They climbed the sandy declivity, tufted with hillocks and boulders almost invisible in the increasing dusk, and reached the narrow and stony road at the top.

"We are not far from the farm," said Julian. "You must be tired."

"No, I like going down to the sea. I'm glad I met you. I was so angry at the beginning of the afternoon—after I'd seen poor little Miss Easter."

"I'm not at all surprised."

"Do you think," said Miss Marchrose, somewhat more than doubtfully, "that she is a discreet person?"

Sir Julian so emphatically thought the contrary that for the moment words almost failed him.

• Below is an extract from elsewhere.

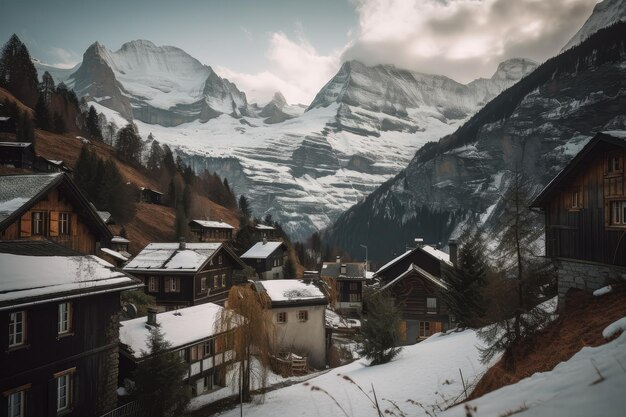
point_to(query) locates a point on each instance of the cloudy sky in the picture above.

"Let us hope," he said at last, rather grimly, "that decency may induce her to hold her tongue on a subject of which she knows nothing whatsoever."

It struck him as he spoke that the foundation of the hope was but a frail one, and he wondered whether Miss Marchrose was thinking of Mark Easter as the recipient of his sister's newly-acquired piece of information.

If so, she gave no further sign of it, and he took her to the door of the farmhouse almost in silence.

Julian's thoughts that evening were occupied almost exclusively with Miss Marchrose. The complete frankness with which she had spoken that afternoon had put before him an extraordinarily new aspect of the self-contained, competent Lady Superintendent of the College. It appeared to him that he very well could imagine for himself all that she had hinted at, rather than described.